PM says road map can turn Malaysia into a new Asian Tiger. -- NSTP/SYARAFIQ ABD SAMAD

KUALA LUMPUR: THE Pakatan Harapan government has rolled out a lofty, long-term blueprint to accelerate the country’s transformation into a new Asian Tiger by 2030.

At the unveiling of the Shared Prosperity Vision 2030 (WKB 2030) road map yesterday, Tun Dr Mahathir Mohamad said in turning Malaysia into an economic powerhouse, the blueprint would boost wealth-sharing among the people.

“We want to restore the faith and confidence of the market, which will subsequently turn the country into a new Asian Tiger.
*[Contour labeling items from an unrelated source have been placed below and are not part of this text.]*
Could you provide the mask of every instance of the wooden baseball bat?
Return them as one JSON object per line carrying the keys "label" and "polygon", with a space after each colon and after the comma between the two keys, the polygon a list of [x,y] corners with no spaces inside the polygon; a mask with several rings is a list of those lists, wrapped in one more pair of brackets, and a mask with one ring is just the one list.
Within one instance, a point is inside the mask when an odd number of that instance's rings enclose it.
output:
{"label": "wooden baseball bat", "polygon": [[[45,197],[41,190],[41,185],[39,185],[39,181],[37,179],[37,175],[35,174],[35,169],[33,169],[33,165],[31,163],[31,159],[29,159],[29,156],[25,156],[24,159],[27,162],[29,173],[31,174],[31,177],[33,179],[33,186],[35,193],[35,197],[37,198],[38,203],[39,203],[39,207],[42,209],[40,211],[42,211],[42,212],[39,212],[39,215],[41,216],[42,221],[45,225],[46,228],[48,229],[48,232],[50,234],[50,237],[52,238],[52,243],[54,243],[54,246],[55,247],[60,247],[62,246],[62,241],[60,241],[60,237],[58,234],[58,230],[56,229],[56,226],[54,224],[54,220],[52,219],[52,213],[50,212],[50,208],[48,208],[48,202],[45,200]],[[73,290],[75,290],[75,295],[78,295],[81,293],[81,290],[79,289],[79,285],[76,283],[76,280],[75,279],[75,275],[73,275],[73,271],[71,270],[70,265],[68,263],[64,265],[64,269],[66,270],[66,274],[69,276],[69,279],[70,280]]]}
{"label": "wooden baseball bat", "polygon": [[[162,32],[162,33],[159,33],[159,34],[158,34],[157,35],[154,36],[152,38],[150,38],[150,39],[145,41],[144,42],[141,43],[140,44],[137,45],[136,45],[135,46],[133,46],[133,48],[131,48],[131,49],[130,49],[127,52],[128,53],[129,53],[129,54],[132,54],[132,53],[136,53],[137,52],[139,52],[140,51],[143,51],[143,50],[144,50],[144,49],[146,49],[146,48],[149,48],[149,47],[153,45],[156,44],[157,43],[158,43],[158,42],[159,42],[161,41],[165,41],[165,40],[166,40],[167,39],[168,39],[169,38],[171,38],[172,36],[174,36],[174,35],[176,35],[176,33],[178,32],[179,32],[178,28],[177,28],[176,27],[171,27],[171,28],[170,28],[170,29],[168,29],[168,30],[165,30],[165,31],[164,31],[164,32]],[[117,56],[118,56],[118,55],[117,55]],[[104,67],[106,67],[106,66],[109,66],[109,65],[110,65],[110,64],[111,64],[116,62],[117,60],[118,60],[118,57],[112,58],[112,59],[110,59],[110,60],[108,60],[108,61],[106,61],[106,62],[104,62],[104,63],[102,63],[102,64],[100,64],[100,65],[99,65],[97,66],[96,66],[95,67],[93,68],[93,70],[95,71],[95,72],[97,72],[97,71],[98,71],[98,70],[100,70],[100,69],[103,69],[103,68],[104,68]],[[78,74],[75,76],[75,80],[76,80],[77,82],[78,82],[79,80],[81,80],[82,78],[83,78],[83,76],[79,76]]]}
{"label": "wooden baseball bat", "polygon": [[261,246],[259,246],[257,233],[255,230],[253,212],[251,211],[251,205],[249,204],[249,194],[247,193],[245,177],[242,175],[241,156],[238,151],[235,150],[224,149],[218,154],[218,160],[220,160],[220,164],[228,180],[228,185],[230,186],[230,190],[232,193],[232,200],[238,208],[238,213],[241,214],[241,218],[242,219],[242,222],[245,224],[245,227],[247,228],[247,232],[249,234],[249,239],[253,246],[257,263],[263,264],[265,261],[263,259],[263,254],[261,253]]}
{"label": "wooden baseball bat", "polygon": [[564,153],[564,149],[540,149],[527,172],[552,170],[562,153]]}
This vision will be implemented without requiring (the government) to conduct too much realignment (in its policies).

“In other words, in 2021, we will hit the ground running and pursue the Shared Prosperity Vision at full steam,” Dr Mahathir
said before a crowded hall at the Kuala Lumpur Convention Centre here.

He said the blueprint was designed to promote holistic development, addressing wealth and income disparities, as well as building a united, prosperous and dignified nation.

It would promote sustainable growth and build a resilient economic foundation to weather adversities caused by global economic uncertainties.

The prime minister also suggested a clearer objective in implementing affirmative action.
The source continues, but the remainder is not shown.